We got back in the car, and didn’t say anything.  Somehow the silence was loud. Neither of us had been to a job like that before, there were no words, but I found comfort in not being alone.

Our Sergeant called us back to the station for a debrief.  “Are you ok?” she said. I think I replied with “I don’t know”.  How do you explain how you feel after that. Numb? Upset? Scared? Shocked? All of the above?

To be honest I’m not sure even now, nearly two years later, that I could find the words to explain how I felt. I’d never dealt with trauma on that scale before. I can talk about it now without getting flashbacks, without being upset, but somehow, sometimes, it still feels like it was only last week.

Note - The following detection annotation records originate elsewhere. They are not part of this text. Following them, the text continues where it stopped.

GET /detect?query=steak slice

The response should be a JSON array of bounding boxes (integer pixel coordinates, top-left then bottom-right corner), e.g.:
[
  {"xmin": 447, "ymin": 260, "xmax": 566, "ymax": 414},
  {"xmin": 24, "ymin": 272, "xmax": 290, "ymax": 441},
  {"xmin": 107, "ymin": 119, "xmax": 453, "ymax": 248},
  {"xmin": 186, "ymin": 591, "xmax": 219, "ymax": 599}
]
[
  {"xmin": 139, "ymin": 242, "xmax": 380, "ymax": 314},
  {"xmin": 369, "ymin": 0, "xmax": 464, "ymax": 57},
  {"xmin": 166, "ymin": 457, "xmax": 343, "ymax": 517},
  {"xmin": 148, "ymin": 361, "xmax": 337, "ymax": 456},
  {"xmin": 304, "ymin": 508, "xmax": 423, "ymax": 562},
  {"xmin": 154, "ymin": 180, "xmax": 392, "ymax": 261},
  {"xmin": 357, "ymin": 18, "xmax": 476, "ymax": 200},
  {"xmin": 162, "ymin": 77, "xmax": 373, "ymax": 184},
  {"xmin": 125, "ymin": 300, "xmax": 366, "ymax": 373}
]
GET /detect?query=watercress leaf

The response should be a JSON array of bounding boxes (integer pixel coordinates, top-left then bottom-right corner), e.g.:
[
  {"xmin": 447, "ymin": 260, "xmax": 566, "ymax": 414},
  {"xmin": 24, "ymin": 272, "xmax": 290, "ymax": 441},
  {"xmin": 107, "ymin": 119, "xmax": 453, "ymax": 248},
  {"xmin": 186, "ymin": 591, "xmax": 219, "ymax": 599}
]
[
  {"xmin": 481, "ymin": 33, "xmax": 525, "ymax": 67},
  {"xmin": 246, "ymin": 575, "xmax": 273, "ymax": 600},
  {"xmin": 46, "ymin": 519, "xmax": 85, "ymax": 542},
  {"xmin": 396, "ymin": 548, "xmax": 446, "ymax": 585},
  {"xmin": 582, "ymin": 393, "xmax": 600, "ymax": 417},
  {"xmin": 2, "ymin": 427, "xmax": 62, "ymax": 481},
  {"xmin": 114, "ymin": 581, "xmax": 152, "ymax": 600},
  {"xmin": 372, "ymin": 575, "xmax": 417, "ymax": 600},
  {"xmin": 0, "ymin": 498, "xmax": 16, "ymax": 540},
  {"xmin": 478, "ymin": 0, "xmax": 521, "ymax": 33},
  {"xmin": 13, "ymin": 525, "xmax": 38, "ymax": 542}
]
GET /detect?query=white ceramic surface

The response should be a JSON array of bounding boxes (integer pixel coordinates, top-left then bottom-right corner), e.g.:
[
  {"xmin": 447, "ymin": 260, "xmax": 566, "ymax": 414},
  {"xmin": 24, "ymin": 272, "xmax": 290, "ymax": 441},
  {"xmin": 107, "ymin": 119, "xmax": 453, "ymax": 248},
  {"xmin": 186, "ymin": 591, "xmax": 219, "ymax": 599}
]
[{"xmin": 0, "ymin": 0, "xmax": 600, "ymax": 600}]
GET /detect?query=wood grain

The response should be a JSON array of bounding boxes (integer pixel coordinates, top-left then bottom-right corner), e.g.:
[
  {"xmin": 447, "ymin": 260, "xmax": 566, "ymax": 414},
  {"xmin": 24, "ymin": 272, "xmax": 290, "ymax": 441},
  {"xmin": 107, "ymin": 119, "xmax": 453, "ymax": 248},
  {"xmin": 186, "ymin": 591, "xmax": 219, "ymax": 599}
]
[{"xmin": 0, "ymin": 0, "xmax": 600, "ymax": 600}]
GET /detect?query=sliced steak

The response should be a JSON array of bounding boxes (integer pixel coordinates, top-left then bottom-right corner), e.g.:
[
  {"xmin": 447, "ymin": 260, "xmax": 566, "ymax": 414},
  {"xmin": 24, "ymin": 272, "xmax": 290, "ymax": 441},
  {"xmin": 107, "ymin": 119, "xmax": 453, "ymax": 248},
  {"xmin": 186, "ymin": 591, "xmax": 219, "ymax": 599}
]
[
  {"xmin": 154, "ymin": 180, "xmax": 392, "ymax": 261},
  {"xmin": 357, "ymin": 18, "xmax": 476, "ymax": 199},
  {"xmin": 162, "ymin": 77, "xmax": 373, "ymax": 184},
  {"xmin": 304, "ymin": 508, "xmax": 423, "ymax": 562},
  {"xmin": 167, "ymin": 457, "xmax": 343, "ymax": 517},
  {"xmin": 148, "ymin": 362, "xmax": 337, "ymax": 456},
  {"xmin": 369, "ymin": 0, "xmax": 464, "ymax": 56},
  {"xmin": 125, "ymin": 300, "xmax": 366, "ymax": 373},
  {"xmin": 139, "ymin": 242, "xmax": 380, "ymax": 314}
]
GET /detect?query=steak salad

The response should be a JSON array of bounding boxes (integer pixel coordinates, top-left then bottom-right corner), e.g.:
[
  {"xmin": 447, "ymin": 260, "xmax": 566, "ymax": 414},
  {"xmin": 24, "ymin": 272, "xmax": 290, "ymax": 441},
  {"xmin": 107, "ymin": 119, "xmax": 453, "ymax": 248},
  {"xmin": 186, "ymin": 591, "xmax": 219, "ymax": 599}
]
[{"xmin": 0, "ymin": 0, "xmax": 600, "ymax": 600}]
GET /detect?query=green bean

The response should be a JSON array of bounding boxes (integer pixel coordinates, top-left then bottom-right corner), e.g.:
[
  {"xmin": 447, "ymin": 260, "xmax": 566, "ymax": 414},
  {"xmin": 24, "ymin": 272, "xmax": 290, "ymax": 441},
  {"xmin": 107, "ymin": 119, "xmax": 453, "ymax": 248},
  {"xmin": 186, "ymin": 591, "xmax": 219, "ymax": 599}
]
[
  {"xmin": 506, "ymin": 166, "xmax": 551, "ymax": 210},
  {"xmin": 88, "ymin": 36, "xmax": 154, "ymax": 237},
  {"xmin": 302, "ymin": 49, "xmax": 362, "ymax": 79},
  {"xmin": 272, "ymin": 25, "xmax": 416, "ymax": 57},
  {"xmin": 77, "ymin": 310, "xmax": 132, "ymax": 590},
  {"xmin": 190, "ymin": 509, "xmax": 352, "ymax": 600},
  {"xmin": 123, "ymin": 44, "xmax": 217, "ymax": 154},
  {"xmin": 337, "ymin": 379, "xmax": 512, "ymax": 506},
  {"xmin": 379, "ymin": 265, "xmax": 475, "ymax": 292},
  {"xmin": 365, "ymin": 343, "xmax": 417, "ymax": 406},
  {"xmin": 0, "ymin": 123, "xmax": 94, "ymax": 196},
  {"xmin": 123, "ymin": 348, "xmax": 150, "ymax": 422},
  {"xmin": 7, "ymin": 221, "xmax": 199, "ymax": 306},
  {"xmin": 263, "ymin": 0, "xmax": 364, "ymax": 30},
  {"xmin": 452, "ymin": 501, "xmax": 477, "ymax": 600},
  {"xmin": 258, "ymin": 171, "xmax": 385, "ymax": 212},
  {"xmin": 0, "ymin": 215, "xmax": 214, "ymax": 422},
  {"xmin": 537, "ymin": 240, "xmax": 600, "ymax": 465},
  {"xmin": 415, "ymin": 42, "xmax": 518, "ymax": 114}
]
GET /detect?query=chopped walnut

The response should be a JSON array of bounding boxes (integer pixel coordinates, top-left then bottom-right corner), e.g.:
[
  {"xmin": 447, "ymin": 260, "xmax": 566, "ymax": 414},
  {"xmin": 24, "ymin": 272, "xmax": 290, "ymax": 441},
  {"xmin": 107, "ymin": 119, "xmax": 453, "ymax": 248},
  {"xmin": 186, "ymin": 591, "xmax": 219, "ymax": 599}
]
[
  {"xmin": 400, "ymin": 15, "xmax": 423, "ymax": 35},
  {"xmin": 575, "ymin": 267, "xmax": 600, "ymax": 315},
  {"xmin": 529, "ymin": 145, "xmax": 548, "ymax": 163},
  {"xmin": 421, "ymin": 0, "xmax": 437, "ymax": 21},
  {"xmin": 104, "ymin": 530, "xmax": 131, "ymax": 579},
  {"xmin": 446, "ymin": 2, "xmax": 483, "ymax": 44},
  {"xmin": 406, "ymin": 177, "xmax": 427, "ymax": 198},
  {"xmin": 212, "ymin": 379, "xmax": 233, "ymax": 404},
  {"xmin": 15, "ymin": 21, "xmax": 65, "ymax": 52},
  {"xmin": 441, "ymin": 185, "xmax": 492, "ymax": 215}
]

You learn to cope in this job, that’s for sure. Jobs get easier, trauma becomes normal, and you find a way to cope.  I’m lucky in that my husband will give me a cuddle when I walk through the door, and then do anything in his power to distract me. He knows there’s no point in talking it over and over.  We go for dinner, or play a game, just something to distract me, and that works. I’m grateful for that, he helps more than he probably realises, he’s my rock.

 

My First Day…

Do we get called Probationers anymore? Student Officer? Probie? Newbie?  Depends where you are, who you talk to, and what they fancy to call you on the day!

Never bothered me.  I knew I was new, I knew I was in my probationary period, and I knew when I joined, that this was a two year long process.  Call me what you like, I’ll probably answer to it!

After a loooong 16 week course at a Police Training Centre, I was free to fly the nest! I was a Special Constable prior to joining up, which I thought would stand me in good stead, but my god, how different is it doing the job every day!?

I was going to work in a place I hadn’t even visited before, to a shift of strangers, and I had this horrible feeling that I would be expected to be competent already.  Thankfully I was wrong!

Before I started, I went to meet my shift.  I walked in, having remembered the three different door codes, and asked for my tutor.  “Oh he’s on his way back from a shooting, he will be here soon.”  Well, shit.  If that wasn’t a reality slap around the face I don’t know what is.  In those very few seconds, what I had just joined up to do became very real. This would be me. I would be going to those jobs.  The biggest question in my head was “and what on earth would I do if I got sent to that?” Well, it really is amazing how fast you learn.

My first “actual” day couldn’t have been better.  I got on with everyone on my shift, they all wanted to help me, everyone was friendly, and I got on with my tutor!  It’s a bit of a blur, I don’t remember what jobs we went to, but I remember going home that night, feeling content.  I did it.  My first day, often the hardest, was done, and I survived!

Meet the bobbie behind the blog…

Hi!

Before I start, I best let you know that I’m brand new to blogging. It’s something I have thought about for what seems like forever, but just keep putting off!

However, as you’ll learn if you read my future posts, a recent new change in my life has made me seize the day so to speak, and I thought “oh why the hell not?” So here goes!

I’m a serving Police Officer. I have done my job for less than three years. Sometimes it feels like I’ve done it forever, and others I feel so far out of my depth it feels like I’m drowning.

For me, there are two reasons that I want to write this blog. Firstly, as an honest outlet for myself. How I feel, what I’ve dealt with, what went wrong (and right!), but secondly to show you (if anyone has read this far) the other side to policing. The side that the media don’t write about. The side that isn’t public knowledge. The thoughts, the feelings, the tears and all other emotions behind “just doing the job”.